March 12, 2020 (EIRNS)—Many of the things said about the coronavirus pandemic are incorrect. Here are responses to several of the foolish concepts that are commonly expressed:

• But the flu kills more people every year! The coronavirus is new. Its spread has only begun. In the first weeks of the Spanish Flu of 1918, pundits could have said the same thing—at that point, it had killed fewer people than the seasonal flu. The coronavirus is approximately ten times more lethal than the seasonal flu.

• We just need to close our borders. At this point, the coronavirus is inside the United States. International travel restrictions can be sensible, but not in a qualitatively different way than internal travel restrictions. Closing international borders without instituting social distancing, shutting down mass transit, closing schools, etc., is ineffective.
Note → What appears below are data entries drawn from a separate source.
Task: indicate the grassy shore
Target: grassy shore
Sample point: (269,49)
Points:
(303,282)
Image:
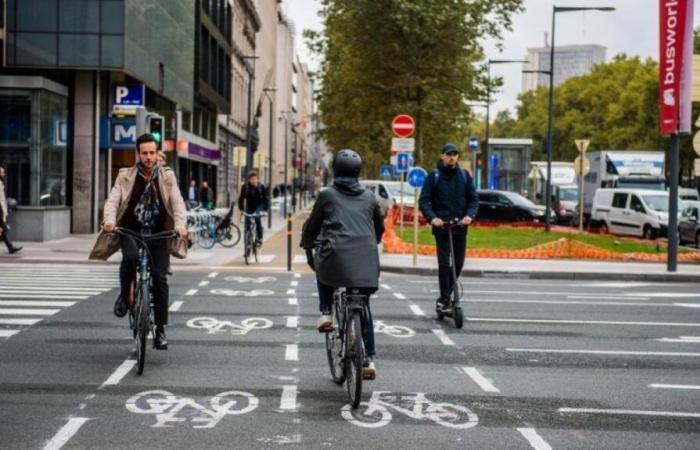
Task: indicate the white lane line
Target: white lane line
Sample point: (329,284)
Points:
(416,310)
(291,352)
(443,337)
(118,374)
(582,322)
(288,402)
(8,333)
(19,321)
(599,352)
(630,412)
(34,303)
(65,433)
(27,312)
(534,439)
(479,379)
(674,386)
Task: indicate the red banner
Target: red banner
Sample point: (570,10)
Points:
(673,38)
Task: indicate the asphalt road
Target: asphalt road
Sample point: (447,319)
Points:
(539,364)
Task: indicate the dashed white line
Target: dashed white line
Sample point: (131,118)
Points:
(118,374)
(417,310)
(291,352)
(65,433)
(534,439)
(288,401)
(630,412)
(674,386)
(601,352)
(443,337)
(479,379)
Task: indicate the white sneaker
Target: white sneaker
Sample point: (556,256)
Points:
(325,324)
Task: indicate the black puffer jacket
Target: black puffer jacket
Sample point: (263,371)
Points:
(344,229)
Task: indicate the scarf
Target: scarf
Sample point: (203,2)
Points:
(148,206)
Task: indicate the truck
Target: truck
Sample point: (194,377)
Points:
(630,169)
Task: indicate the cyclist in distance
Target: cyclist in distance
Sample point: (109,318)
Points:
(344,229)
(449,194)
(146,199)
(254,200)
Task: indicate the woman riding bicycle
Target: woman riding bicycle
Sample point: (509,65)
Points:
(344,229)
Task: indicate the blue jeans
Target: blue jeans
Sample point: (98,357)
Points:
(325,297)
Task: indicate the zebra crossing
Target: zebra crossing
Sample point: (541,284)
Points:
(29,295)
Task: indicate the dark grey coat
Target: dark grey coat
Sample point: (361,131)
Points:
(344,229)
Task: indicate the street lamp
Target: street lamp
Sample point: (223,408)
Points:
(269,163)
(548,184)
(484,181)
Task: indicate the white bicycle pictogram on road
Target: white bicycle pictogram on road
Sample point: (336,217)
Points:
(213,325)
(235,293)
(258,280)
(170,409)
(377,412)
(393,330)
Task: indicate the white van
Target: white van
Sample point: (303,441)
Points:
(636,212)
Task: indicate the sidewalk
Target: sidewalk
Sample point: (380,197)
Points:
(76,248)
(558,269)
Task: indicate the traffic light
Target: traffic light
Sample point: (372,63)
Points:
(155,128)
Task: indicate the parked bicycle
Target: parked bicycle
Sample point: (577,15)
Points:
(345,346)
(141,318)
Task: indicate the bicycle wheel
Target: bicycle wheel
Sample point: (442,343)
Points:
(228,236)
(142,327)
(354,358)
(334,352)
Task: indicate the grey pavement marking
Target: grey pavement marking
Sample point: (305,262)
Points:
(534,439)
(630,412)
(65,433)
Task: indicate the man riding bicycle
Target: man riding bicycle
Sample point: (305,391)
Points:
(146,199)
(253,200)
(448,195)
(344,229)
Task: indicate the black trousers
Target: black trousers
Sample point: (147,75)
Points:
(459,243)
(160,260)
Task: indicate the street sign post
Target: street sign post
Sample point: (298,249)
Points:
(403,125)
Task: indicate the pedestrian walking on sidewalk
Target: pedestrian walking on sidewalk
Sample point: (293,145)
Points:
(4,211)
(449,194)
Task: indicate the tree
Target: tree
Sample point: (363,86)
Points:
(385,57)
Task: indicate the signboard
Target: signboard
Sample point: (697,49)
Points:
(403,145)
(416,177)
(132,95)
(403,125)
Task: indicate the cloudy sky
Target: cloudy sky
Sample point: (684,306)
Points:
(632,29)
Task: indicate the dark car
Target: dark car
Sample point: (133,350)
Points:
(689,224)
(505,206)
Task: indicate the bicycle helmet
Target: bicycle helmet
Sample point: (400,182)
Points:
(347,163)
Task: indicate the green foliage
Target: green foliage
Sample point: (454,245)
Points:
(386,57)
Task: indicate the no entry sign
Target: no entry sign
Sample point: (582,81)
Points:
(403,125)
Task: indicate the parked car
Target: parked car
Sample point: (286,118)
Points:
(636,212)
(689,223)
(506,206)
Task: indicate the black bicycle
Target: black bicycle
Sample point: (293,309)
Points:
(345,346)
(141,318)
(454,307)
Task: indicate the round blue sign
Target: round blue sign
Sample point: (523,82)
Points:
(416,177)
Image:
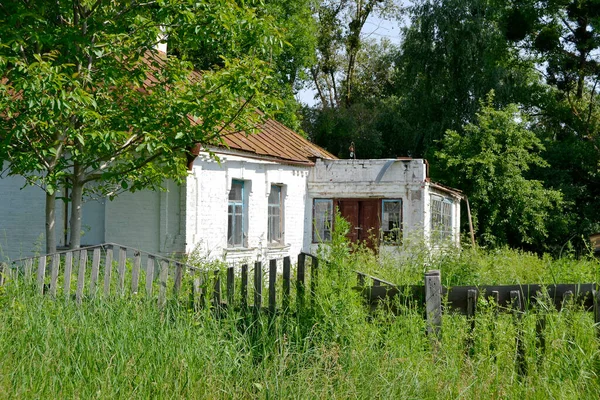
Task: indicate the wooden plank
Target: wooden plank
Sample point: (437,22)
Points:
(81,276)
(471,307)
(135,272)
(244,287)
(597,312)
(108,269)
(179,269)
(230,286)
(433,304)
(314,278)
(41,274)
(162,289)
(150,265)
(517,307)
(121,270)
(360,278)
(286,283)
(300,275)
(217,290)
(3,271)
(54,276)
(272,288)
(257,286)
(28,269)
(68,273)
(197,294)
(95,271)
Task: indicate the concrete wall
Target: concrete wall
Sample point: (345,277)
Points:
(207,200)
(22,219)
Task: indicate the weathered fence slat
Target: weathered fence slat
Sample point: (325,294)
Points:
(162,289)
(81,275)
(149,275)
(314,276)
(68,273)
(54,276)
(28,267)
(121,270)
(257,286)
(95,271)
(244,287)
(230,287)
(286,283)
(217,290)
(433,303)
(108,270)
(179,270)
(300,274)
(135,272)
(197,294)
(272,287)
(41,274)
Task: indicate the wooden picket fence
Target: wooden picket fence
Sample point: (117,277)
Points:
(117,270)
(434,300)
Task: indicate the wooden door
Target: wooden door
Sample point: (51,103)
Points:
(363,216)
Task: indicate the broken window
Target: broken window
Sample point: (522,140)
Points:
(275,220)
(441,218)
(322,220)
(236,210)
(391,221)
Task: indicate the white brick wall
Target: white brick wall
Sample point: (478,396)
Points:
(22,219)
(207,200)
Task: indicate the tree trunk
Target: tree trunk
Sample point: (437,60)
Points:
(50,223)
(76,209)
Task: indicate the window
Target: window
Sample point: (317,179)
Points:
(275,222)
(322,220)
(441,218)
(236,211)
(391,221)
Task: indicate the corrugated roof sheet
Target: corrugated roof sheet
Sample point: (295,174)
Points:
(278,141)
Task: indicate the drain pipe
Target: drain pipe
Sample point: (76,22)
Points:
(470,220)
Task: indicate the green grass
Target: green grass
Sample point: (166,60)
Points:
(128,348)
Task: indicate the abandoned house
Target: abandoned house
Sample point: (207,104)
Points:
(269,195)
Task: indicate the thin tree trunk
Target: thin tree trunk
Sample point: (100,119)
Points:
(76,208)
(50,223)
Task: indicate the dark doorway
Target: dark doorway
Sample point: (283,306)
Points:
(363,216)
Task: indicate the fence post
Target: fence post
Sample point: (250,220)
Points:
(433,304)
(244,287)
(257,286)
(41,275)
(471,308)
(272,280)
(517,306)
(314,276)
(286,283)
(300,281)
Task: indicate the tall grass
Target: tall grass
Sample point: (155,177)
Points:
(332,348)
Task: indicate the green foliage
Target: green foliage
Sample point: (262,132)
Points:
(490,161)
(129,348)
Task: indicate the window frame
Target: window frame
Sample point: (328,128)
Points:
(278,241)
(397,240)
(231,220)
(317,237)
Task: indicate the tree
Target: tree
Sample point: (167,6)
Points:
(490,160)
(89,104)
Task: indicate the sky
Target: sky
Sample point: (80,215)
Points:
(375,28)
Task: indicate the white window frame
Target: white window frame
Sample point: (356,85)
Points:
(275,217)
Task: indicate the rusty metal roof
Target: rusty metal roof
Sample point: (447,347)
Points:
(275,140)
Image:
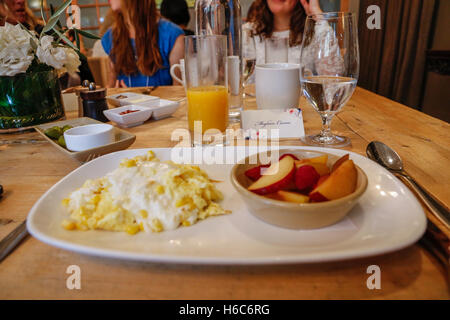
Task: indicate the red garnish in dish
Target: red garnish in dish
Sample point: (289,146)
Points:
(127,112)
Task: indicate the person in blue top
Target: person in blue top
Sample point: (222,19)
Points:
(141,45)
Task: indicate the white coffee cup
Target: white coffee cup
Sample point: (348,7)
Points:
(277,85)
(180,65)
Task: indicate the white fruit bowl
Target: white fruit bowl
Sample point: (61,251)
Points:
(296,215)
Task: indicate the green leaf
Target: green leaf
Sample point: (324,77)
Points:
(58,23)
(67,41)
(55,17)
(42,10)
(62,8)
(86,34)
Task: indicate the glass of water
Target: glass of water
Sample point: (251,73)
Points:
(248,58)
(329,69)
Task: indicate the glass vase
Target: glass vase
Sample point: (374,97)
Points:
(29,99)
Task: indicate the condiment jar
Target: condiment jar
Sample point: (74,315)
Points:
(94,103)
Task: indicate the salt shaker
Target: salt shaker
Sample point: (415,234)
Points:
(94,102)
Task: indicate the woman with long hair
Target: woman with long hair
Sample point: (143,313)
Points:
(141,45)
(278,19)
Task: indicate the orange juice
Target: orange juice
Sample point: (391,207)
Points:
(208,104)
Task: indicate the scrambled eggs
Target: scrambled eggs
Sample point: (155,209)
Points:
(144,194)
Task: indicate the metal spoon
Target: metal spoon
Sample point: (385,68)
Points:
(389,159)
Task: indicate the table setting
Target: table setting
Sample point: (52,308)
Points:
(276,180)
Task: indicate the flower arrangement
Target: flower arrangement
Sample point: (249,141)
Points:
(29,67)
(24,51)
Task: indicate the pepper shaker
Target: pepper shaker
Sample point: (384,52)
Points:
(94,102)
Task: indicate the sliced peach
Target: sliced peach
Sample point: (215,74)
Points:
(322,179)
(306,178)
(317,197)
(255,173)
(278,176)
(340,183)
(340,161)
(289,155)
(294,197)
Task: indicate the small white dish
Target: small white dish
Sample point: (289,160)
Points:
(89,136)
(164,109)
(131,98)
(138,115)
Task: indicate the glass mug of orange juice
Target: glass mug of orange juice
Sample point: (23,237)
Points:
(206,82)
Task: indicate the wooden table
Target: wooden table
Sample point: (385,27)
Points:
(29,166)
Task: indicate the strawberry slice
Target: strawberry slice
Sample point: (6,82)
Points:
(255,173)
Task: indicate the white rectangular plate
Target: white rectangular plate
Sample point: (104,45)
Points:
(387,218)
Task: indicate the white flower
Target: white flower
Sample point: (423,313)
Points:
(16,53)
(59,57)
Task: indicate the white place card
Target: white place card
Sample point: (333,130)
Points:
(289,122)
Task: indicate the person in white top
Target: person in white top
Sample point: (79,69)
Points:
(277,19)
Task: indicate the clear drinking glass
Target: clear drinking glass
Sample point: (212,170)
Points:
(206,82)
(248,58)
(223,17)
(329,69)
(276,50)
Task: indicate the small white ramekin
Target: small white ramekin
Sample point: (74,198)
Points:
(89,136)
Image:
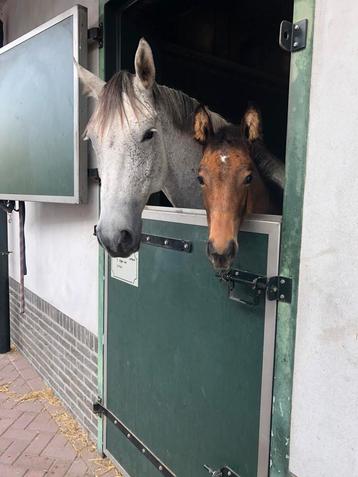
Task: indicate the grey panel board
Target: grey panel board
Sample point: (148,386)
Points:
(39,115)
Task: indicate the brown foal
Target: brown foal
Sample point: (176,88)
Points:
(231,184)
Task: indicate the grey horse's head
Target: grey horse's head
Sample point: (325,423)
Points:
(126,134)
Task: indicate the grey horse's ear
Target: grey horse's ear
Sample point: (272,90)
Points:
(251,124)
(91,84)
(144,64)
(203,127)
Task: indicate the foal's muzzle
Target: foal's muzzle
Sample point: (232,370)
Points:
(222,260)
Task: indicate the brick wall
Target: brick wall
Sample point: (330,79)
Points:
(61,350)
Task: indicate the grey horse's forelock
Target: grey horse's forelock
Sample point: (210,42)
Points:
(177,105)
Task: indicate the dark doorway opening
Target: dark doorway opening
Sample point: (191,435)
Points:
(225,54)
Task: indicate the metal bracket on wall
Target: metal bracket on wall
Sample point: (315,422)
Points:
(101,410)
(96,34)
(293,37)
(165,242)
(94,176)
(5,254)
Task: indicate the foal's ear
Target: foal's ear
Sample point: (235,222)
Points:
(203,127)
(251,124)
(91,84)
(144,64)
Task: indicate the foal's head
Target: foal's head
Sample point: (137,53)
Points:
(229,180)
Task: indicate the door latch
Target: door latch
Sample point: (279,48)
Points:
(247,288)
(223,472)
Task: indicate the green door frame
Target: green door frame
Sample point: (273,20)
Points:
(297,134)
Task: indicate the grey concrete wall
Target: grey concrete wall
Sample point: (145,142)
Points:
(62,254)
(324,439)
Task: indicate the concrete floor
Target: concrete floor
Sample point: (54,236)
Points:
(37,436)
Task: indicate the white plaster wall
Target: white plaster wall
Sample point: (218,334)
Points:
(62,254)
(324,439)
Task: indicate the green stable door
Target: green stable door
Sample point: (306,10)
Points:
(188,370)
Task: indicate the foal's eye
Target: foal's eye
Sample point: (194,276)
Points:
(148,134)
(248,179)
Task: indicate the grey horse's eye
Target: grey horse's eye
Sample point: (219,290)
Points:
(148,134)
(248,179)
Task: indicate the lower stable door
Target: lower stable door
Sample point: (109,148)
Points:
(189,369)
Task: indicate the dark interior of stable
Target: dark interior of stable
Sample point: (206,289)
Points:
(225,54)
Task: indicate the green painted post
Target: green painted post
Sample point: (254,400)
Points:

• China’s cover-up at the beginning of the outbreak now threatens the world. Whatever missteps may have been made in the first couple of weeks (and hindsight is always 20/20), reports of unusual pneumonia in late December led to rapid action: On Dec. 30, 2019 Wuhan began actively looking for additional cases, based on symptomatology. The WHO was notified the next day. On Jan. 1, 2020 the Wuhan seafood market was closed. Only one week later, on Jan. 7, 2020 the virus was identified. On Jan. 12, its genetic sequence was shared with the world. On Jan. 13, test kits became available. On Jan. 23, Wuhan was shut down. On Jan. 24, an additional 15 cities were shut down. Travel and isolation policies were adopted for domestic travel. These measures were successful! By the time the WHO declared a “public health emergency of international concern” on Jan. 30, the number of new cases in Hubei had already reached its peak, and was beginning to decline.

• I’m young, so I don’t have to worry. Think about others. Although young people may be only mildly affected, or even asymptomatic, that does mean that they cannot spread the disease.

• We can’t do anything about it, anyhow. Let’s just “take it on the chin.” China’s successful, aggressive public health measures have turned the tide within that nation. Fewer than a dozen people die per day in Hubei, and only a handful in the rest of China. For example, the Jing-Jin-Ji region of Beijing, Tianjin and Hebei has a total population of over 100 million, and the total number of confirmed cases is below 1,000, fewer than in the United States, and less than half the number of confirmed cases in Spain, with a population of under 50 million. These figures show that public health measures can be successful when aggressively implemented. Of the 80,000 known cases in China, there have been 3,000 deaths, 63,000 recoveries, and 14,000 ongoing cases.

• I might as well just catch it now to get it over with. The better job we do controlling the spread of the virus, the longer we have to develop cures and prevention. This will take months, but we can succeed, with a massive mobilization for the needed medical and social infrastructure.